Key Pipeline Configuration
Parameter |
Description |
Default Value |
pipeline_name |
Unique identifier for the pipeline |
PaddleOCR-VL-1.5 |
use_layout_detection |
Enable document layout analysis |
True |
use_doc_preprocessor |
Enable preprocessing (e.g., image enhancement) |
False |
Parameter |
Description |
Default Value |
use_chart_recognition |
Enable chart element recognition |
False |
merge_layout_blocks |
Merge adjacent layout elements |
True |
batch_size |
Number of documents processed in parallel |
64 |
VLRecognition Module Options
Parameter |
Description |
model_name |
Model identifier (PaddleOCR-VL-1.5-0.9B) |
model_dir |
Path to pre-trained model weights |
genai_config.backend |
Inference backend (native or vllm-server) |
genai_config.server_url |
vLLM server endpoint (for vllm-server backend) |
vLLM Server Configuration
Parameter |
Description |
Default Value |
--model_name |
Name of the model to serve |
Required |
--model_dir |
Path to model checkpoint directory |
Required |
--backend |
Inference backend (vllm, fastdeploy, sglang) |
vllm |
--host |
Server host address |
|
--port |
Server listening port |
8000 |
With this setup in `PaddleOCR-VL-vllm.yaml` , users can now leverage PaddleOCR-VL-1.5’s powerful document parsing capabilities with the ROCm 7 software on AMD GPUs, enabling efficient and accurate processing of diverse document types across industries.

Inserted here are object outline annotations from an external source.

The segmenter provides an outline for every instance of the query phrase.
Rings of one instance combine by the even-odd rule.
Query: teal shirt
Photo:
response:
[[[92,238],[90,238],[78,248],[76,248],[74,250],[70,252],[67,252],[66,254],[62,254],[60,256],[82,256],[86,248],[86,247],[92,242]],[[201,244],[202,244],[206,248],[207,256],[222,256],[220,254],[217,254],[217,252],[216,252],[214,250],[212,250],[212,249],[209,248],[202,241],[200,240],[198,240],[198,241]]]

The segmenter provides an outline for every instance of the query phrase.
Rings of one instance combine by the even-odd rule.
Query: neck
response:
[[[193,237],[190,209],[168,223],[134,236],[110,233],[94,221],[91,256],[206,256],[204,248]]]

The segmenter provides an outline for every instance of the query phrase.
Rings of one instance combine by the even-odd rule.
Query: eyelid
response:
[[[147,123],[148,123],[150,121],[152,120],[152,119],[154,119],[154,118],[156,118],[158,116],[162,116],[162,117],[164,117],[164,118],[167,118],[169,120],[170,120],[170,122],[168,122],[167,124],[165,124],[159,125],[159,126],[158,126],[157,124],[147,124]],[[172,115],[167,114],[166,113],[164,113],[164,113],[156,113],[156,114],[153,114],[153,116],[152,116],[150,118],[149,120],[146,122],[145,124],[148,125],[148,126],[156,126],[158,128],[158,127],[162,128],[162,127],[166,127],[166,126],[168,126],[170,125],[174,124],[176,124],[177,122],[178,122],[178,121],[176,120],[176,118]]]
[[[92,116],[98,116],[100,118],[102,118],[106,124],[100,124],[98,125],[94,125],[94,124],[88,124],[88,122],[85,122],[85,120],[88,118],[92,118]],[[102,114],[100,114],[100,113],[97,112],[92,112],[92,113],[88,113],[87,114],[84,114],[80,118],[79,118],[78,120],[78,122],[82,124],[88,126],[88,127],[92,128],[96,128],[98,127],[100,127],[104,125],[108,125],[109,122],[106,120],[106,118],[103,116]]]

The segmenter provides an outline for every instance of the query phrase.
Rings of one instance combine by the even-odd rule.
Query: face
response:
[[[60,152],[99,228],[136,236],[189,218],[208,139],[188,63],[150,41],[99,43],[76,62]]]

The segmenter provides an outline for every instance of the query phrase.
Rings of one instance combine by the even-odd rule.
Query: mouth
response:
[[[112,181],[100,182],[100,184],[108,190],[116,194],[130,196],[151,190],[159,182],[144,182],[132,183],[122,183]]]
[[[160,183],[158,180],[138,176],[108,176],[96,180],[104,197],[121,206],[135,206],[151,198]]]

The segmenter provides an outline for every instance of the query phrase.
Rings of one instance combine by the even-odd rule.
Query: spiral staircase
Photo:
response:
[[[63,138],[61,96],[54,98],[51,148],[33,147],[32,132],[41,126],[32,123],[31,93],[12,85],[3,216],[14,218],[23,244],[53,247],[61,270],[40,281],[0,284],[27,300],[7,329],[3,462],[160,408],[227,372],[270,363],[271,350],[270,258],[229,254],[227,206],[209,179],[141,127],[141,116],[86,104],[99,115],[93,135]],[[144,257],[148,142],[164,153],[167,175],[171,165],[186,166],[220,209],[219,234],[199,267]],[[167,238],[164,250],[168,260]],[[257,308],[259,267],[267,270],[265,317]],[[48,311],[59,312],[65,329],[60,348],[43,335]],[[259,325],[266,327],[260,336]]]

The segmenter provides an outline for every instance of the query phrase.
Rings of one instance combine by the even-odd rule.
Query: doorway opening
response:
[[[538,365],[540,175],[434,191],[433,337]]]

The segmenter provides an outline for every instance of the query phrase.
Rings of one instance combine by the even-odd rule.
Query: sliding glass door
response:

Model Download Link: https://huggingface.co/PaddlePaddle/PaddleOCR-VL-1.5
Conclusion
With Day 0 support for PaddleOCR-VL-1.5 on the AMD GPUs, AMD continues to strengthen its commitment to delivering cutting-edge AI capabilities and optimizing the ROCm software ecosystem for developers and enterprises. This integration combines PaddleOCR-VL-1.5’s SOTA document parsing capabilities—from irregular box localization to multilingual support—with AMD Instinct MI300X’s powerful hardware and ROCm 7 optimized acceleration, creating a robust, efficient solution for real-world document processing workflows. Whether for rapid prototyping via the one-click Jupyter Notebook or large-scale production deployment with the vLLM backend, users can fully unlock the potential of both technologies without compromising on accuracy or performance. Moving forward, AMD will remain focused on expanding Day 0 support for leading AI models, empowering users across industries to build innovative, high-performance AI applications with ease.